What if she did something else? What if she simply killed me? It would be easy enough. For all uses and purposes, this place was empty. Nobody would hear, nobody would know that I had died in this godforsaken place. It would be horrible. I would never have an opportunity to say goodbye to Arthur.

But then again, there was the chance that wouldn't happen. 

In fact, Morgana led me to a hallway full of trapdoors on the ground, each only a couple feet apart from the other. In the back of my mind, I wondered what they were used for. Maybe they were passageways to a different dimension. Maybe they would take me somewhere peaceful, somewhere happy. As if. 

Morgana, suddenly no longer invisible, bent down to unlock one of the doors, and opened it. Peering in, all I could see was a deep, dark hole. Somewhere i did not want to be. 

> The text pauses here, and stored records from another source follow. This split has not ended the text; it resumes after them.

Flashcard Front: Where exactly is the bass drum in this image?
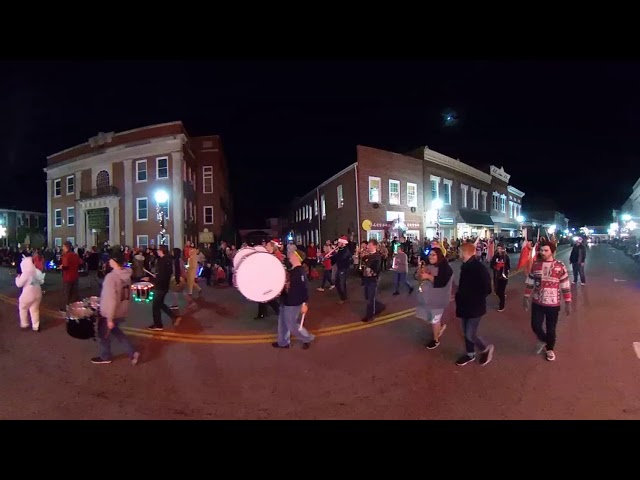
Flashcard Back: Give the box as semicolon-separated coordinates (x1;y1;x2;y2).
236;252;287;303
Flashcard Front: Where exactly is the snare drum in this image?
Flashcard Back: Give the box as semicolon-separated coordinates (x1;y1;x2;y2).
131;282;153;303
66;302;98;340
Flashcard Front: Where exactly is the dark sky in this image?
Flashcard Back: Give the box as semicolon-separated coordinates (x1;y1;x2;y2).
0;61;640;227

"Get in." The women commanded, standing up again. "Now." I jumped up, taking a step back.

"Morgana...."

"I said get in!" The dark magic that had felt suffocating earlier now felt ten times more so. It felt as if a snake was wrapped around my body, and it was going to squeeze me until the pressure collapsed my organs. This was my punishment for not listening. 

Air suddenly coming in raged breathes, I sat on the floor, legs hanging into the dark hole but still touching no platform or floor to say I wouldn't fall and keep falling once I let go.